Pakistan floods: 1,300 casualties so far with over 5L displaced
Pakistan is dealing with catastrophic floods as one-third of the country is currently submerged. Around 1,300 people have lost their lives, including 29 deaths in the last 24 hours, while over five lakh have been displaced from their homes. Relief and rescue operations are underway as the country has suffered heavy damage, which initial estimates mark around $10 billion.
Why does this story matter?
- Pakistan has been on the receiving end of adverse effects of climate change despite contributing merely 1% to global carbon emissions, as per a report by Nature.
- These effects are seen as a warning sign for the rest of the world.
- Before the floods, Pakistan witnessed four heatwaves leading to multiple forest fires, followed by a long monsoon dumping a record amount of rain.
14 lakh houses damaged, 7 lakh livestock killed
The National Disaster Management Authority (NDMA) said that over 14 lakh houses were partially or completely damaged, and over seven lakh livestock were killed in the floods. The worst affected province is Sindh with 180 deaths, followed by Khyber Pakhtunkhwa (138) and Balochistan (125), as per Geo News.
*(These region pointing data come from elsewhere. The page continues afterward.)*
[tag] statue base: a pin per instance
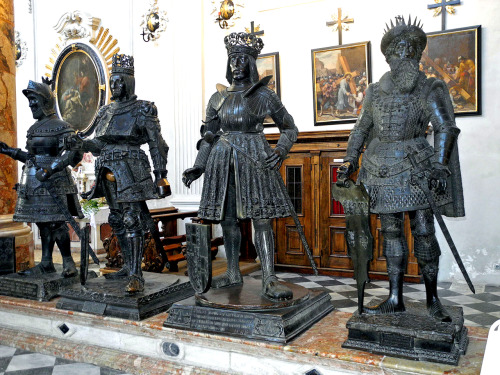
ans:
(107, 297)
(412, 334)
(40, 287)
(241, 311)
With one-third of the country inundated, over three crore people have been affected in the country.
Over 5 lakh rehabilitated in relief camps
Over five lakh displaced people have been rehabilitated in relief camps across Balochistan, Khyber Pakhtunkhwa, Sindh, and Punjab. Federal Minister of Poverty Alleviation and Social Safety, Shazia Mari said 7,24,000 flood-hit families received a cash relief of PKR 25,000 and an amount of PKR 1,825 crore has been disbursed. She hailed the Benazir Income Support Programme's quick response to relief works.
See Pak minister Shazia Mari's tweet
So far 723,919 families have received the 25,000 cash relief (per family) an amount of Rs.18.25 Billion has been disbursed.— Shazia Atta Marri (@ShaziaAttaMarri) September 3, 2022
Despite challenges,Benazir Income Support Program rolled out its operations within no time after the announcement by Prime Minister. #FloodsInPakistan https://t.co/pqg3IjDAtY
Pakistan looks up to rest of the world for support
Minister for Planning Ahsan Iqbal implored the international community to come forward to support Pakistan. Earlier, Federal Minister for Climate Change, Sherry Rehman had said hygiene kits and waterproof tents were short on the ground, while cash was the immediate need. Pakistan's Economic Affairs Division (EAD) was in touch with 35 bilateral and multilateral donors to bridge funding gaps in relief works.
Worst flood in 47 years has triggered inflation
This is the worst flood the country has witnessed in 47 years and it has triggered inflation, hunger, and fears of an epidemic, leading to a crisis. The inflation rate was reportedly at 21% in June, which steadily grew to 25% in July, and reached 27% in August. Inflation rate for food grains was at 30% while transport rates witnessed a 63% price rise.
What factors contributed to the disaster?
Apart from climate change which triggered torrential rains and glacier melt, structural inequality, poorly-formed policies, and imperial knowledge systems are also to blame, said University Lecturer at Cambridge Ayesha Siddiqi, who studies disasters, postcolonial states, and conflicts. Pakistan has been ranked ninth on NGO German Watch's Global Climate Risk Index, a ranking of nations judged most vulnerable to climate-related extreme weather.